The mania for transgenderism prompts troubled people — many in their teens — to self-diagnose. Egged on by social media, pop culture, and YouTube, they misjudge the origin of their unease. Affirmed by experts in gender management, they change their bodies instead of their perceptions. Mutilated, they are left to make a life out of a misdiagnosis.
The Sorrows of Life
Dr. Paul McHugh, the chief psychiatrist at Johns Hopkins in the 1970s, shut down its gender identity clinic in 1979. He explained in a 2004 essay: “I concluded that to provide a surgical alteration to the body of these unfortunate people was to collaborate with a mental disorder rather than to treat it.”
Although the essay should be read in its entirety, the central point is worth underlining:
Men (and until recently they were all men) with whom I spoke before their surgery would tell me that their bodies and sexual identities were at variance. Those I met after surgery would tell me that the surgery and hormone treatments that had made them ‘women’ had also made them happy and contented. None of these encounters were persuasive, however. The post-surgical subjects struck me as caricatures of women. They wore high heels, copious makeup, and flamboyant clothing. … but their large hands, prominent Adam’s apples, and thick facial features were incongruous (and would become more so as they aged). … Female psychiatrists whom I sent to talk with them would intuitively see through the disguise and the exaggerated postures. ‘Gals know gals,’ one said to me, ‘and that’s a guy.’
Missing from most discussions of transgenderism is any reference to religious upbringing. How many trans people were raised hearing the luminous words of God to Isaiah: “Before I formed you in the womb, I knew you.” How many learned at the parental knee that they were made in the image and likeness of God? And so, despite its flaws and limitations, their bodies enjoy an immense dignity?
Instead, the imperial self is a dominant player in many decisions to “transition.” Nyla Rose, a transgender wrestler in the women’s division of All Elite Wrestling, explained his decision to transition. He was in his twenties: “I [had] to do this for me. … For my own health and well-being, I had to be myself.”

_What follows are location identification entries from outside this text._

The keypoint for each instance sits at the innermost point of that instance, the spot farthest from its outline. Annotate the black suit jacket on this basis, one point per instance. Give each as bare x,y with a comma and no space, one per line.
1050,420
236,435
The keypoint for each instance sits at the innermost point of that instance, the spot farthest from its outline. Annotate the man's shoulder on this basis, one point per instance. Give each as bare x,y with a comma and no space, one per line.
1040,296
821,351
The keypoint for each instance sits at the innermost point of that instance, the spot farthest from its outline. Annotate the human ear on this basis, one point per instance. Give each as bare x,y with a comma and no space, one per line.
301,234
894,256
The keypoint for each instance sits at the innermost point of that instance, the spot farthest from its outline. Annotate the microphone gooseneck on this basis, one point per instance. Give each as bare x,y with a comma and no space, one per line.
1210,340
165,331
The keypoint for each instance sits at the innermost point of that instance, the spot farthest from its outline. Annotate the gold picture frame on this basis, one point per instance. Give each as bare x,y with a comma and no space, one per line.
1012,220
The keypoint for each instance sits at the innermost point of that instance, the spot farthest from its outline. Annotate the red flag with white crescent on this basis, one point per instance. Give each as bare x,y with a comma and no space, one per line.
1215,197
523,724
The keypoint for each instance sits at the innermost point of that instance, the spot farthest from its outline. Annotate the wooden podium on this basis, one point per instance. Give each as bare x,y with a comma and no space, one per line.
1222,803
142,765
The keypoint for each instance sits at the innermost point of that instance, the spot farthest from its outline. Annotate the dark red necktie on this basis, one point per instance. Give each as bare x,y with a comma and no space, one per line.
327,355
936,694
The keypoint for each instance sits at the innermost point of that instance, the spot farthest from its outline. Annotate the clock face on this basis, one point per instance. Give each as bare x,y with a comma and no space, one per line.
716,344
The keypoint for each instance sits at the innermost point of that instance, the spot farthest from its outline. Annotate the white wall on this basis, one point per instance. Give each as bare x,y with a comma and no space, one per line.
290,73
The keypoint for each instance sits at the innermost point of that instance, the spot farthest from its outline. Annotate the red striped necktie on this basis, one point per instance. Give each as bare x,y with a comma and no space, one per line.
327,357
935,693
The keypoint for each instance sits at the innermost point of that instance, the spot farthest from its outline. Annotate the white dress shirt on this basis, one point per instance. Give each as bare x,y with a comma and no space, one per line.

How modern, this quest to be oneself, often beginning with the precarious assumption that the discovered self will be an improvement on the existing one. It’s quite the expectation.
Yet the pieties of our secular moment, careless of moral reasoning, have no patience for anything even remotely approaching the poignant power of prayer required to face such challenges. Pharmacological or surgical intervention is a quicker fix for the sorrows of life.